Cauê André se reconheceu transexual aos 27 anos, quando já namorava sua atual mulher, com quem está há sete anos. O primeiro passo foi contar para ela a decisão de mudar o próprio corpo. Tudo para que, ao se olhar no espelho, pudesse enxergar a imagem do homem que era.
“Precisamos conversar muito porque, até então, ela gostava de mulheres. Tinha medo que, depois que eu tomasse os hormônios, ela perdesse o interesse por mim, mas a realidade é que ela nunca deixou de estar ao meu lado”, declara.
André tomou hormônios aos 29 e, dois meses depois, submeteu-se a uma mastectomia (cirurgia para a retirada das mamas). Feliz com o próprio corpo e em um relacionamento estável, começou a cogitar a possibilidade de se tornar pai.
“A gente sempre quis ter filho, mas adotar não era o nosso desejo. Por isso, fomos atrás de clínicas de fertilização”, diz. Mas o preço do procedimento –que retiraria o óvulo de Cauê André para fecundá-lo com o esperma de um doador e, em seguida, implantá-lo na mulher– assustou o casal. “Custava cerca de R$ 16 mil por tentativa, só que é muito difícil conseguir de primeira”, diz.
Foi assim que os dois decidiram fazer o que eles chamam de inseminação artificial caseira, em 2010, com espermas doados por conhecidos que não tinham vontade de ter filhos. “Nós buscávamos na internet as pessoas, conversávamos e arcávamos com o exame de sangue de cada uma, para garantir que o sêmen não estivesse contaminado”, fala.
Uma vez de posse do esperma do doador, o líquido era colocado em uma seringa sem agulha e injetado por ele mesmo na mulher, durante o período de ovulação.

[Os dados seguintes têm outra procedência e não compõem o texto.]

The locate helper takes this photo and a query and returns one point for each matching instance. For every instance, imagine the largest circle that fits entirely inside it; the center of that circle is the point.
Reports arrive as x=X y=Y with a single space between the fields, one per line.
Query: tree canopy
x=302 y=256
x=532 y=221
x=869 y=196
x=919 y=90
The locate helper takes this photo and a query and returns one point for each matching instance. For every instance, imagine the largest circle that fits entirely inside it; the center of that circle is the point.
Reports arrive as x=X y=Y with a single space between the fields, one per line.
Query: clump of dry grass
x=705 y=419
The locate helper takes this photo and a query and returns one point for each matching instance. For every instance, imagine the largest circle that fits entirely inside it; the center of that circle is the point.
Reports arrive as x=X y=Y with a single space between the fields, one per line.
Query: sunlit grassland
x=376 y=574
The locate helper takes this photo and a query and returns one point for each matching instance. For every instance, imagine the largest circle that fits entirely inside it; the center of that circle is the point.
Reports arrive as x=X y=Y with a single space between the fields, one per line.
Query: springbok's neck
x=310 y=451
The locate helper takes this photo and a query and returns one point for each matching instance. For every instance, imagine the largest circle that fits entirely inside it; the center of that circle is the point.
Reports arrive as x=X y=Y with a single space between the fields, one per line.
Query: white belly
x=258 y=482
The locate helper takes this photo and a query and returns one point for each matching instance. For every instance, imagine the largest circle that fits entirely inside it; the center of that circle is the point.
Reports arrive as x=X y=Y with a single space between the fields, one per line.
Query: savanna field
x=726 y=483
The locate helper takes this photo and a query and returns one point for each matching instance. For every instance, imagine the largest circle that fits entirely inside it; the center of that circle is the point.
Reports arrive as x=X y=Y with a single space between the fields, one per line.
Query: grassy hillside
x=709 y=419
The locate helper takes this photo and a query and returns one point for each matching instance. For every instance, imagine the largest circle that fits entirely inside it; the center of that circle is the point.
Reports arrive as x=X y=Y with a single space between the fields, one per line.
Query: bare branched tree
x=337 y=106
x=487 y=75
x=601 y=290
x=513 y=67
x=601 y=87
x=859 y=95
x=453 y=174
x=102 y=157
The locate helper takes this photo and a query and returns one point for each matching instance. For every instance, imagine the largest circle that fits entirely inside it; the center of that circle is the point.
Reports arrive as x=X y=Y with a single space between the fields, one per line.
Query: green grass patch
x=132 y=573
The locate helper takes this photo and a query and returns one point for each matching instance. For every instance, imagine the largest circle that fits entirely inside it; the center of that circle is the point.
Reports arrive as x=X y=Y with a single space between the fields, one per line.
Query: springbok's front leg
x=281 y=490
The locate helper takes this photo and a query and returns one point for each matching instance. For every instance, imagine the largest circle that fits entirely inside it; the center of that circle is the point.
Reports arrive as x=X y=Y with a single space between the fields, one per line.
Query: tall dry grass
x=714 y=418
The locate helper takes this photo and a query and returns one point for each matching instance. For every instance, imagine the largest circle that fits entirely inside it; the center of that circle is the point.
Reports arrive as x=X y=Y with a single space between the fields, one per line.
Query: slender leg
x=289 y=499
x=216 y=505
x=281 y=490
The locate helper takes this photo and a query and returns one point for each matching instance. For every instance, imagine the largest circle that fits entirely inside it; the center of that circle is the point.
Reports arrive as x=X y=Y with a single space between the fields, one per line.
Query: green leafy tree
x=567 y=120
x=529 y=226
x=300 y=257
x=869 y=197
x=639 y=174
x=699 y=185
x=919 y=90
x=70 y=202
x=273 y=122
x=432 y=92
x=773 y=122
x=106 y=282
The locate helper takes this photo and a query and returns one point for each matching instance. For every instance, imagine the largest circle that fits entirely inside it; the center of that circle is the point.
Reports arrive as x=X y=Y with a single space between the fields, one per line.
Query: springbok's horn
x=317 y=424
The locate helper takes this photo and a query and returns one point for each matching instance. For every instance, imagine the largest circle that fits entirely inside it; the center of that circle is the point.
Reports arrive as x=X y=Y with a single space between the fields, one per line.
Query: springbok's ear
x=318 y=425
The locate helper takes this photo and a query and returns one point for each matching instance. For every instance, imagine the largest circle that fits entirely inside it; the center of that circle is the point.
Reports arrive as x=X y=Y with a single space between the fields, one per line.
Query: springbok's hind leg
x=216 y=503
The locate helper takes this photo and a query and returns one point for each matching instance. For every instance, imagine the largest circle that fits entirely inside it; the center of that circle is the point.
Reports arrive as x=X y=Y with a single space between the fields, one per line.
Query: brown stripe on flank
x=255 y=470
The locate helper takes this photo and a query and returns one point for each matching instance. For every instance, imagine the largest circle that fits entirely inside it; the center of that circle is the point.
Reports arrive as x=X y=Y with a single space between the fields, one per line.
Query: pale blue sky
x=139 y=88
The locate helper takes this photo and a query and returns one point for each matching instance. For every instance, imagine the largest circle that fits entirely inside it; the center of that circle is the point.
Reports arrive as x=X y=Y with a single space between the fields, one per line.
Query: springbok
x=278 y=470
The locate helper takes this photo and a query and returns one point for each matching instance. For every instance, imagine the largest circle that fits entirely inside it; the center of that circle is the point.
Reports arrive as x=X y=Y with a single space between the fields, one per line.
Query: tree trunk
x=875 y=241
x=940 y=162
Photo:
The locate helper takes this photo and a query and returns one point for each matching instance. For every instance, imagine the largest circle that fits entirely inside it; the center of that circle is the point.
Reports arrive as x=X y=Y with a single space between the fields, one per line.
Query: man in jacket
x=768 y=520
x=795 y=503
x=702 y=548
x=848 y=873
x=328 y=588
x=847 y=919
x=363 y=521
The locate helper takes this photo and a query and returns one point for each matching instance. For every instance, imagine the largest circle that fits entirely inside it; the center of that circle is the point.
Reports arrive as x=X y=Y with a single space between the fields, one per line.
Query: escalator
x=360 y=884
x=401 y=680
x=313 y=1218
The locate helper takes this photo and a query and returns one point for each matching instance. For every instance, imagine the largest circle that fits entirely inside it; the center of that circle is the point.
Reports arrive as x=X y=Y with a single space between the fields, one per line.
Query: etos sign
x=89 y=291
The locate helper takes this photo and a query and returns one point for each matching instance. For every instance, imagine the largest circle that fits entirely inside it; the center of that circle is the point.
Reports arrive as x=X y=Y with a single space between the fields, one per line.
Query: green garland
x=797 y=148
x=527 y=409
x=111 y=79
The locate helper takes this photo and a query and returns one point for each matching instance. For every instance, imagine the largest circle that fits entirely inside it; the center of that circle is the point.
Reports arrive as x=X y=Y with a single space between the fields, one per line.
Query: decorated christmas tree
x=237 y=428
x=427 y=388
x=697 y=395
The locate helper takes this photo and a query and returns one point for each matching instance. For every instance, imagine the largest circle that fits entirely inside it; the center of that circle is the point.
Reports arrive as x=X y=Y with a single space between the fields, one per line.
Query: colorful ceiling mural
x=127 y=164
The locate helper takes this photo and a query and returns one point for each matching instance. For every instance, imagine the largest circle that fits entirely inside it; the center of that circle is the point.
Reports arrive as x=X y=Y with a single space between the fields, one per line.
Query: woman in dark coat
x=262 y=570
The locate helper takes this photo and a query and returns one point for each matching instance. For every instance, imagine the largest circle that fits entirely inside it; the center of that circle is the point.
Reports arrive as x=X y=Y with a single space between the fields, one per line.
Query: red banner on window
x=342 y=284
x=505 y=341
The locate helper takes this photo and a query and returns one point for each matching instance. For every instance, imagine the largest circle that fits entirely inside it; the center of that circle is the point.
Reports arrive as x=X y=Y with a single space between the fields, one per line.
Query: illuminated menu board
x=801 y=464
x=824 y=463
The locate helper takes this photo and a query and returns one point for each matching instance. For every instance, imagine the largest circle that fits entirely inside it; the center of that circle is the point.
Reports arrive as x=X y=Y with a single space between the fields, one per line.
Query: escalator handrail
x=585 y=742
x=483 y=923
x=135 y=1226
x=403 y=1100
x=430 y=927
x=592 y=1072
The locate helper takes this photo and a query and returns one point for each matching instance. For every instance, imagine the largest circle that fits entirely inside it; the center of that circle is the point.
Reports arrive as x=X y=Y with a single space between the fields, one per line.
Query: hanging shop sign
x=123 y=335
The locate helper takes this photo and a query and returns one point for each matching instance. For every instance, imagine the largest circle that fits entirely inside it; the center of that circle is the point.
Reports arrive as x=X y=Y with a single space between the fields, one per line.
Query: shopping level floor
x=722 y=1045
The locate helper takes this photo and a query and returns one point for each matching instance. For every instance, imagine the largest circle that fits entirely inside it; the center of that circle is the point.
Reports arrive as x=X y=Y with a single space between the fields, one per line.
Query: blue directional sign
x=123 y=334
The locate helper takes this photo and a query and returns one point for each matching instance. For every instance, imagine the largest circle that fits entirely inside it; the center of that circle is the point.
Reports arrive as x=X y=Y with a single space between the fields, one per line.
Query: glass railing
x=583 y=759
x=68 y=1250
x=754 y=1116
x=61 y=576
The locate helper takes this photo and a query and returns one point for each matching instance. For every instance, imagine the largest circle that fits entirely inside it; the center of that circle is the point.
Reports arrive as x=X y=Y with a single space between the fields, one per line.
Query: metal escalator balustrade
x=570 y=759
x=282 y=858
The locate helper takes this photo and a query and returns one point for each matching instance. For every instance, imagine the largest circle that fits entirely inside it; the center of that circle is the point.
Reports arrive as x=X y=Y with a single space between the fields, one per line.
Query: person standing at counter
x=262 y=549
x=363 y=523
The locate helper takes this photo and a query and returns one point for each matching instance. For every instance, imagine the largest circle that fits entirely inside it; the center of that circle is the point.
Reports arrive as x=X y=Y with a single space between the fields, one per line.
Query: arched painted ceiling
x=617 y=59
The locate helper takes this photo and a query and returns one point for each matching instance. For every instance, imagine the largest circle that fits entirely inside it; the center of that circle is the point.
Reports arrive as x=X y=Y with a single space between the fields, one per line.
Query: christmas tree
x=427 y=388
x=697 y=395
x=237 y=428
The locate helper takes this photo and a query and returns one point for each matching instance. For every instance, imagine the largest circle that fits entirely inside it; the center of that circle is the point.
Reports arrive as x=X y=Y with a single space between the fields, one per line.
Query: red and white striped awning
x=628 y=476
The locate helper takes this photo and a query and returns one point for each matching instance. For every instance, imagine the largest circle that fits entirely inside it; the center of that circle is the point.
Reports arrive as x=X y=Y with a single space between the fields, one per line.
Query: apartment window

Para dar certo, foram quatro anos de tentativa e muitos doadores. Na quinta inseminação, no final de 2014, o exame de gravidez, enfim, deu positivo. “Na hora, a gente nem conseguia acreditar. Hoje, ela está grávida de seis meses, mas temos roupas compradas há cinco anos”, afirma André.
Desafios diários
Atualmente, o desafio de André é conseguir um emprego para garantir que a filha terá total amparo. Ele ainda não tem uma documentação compatível com o gênero que assumiu e aguarda autorização da Justiça para mudar o nome no RG.
“Procuro emprego diariamente, mas é muito complicado. Eu me inscrevo para uma vaga masculina e chego lá com um documento de identidade feminino”, diz. Por essa mesma razão, a filha, a princípio, será somente registrada com o nome da mãe. Assim que houver a mudança de nome, o pai será incluído na certidão de nascimento. “O mais importante já temos: esse ser que nós vamos amar para o resto da vida.”
No futuro, André pretende falar abertamente com a filha sobre diversidade sexual, assim como Barbi faz com os enteados que, por conta disso, consideram natural uma família não ser apenas aquela formada por um homem e uma mulher.
“Em função da educação que receberam, os meninos já defendem seus valores na escola. Quando alguém diz, por exemplo, que homem não pode beijar homem, eles logo dizem que pode, sim”, afirma Barbi.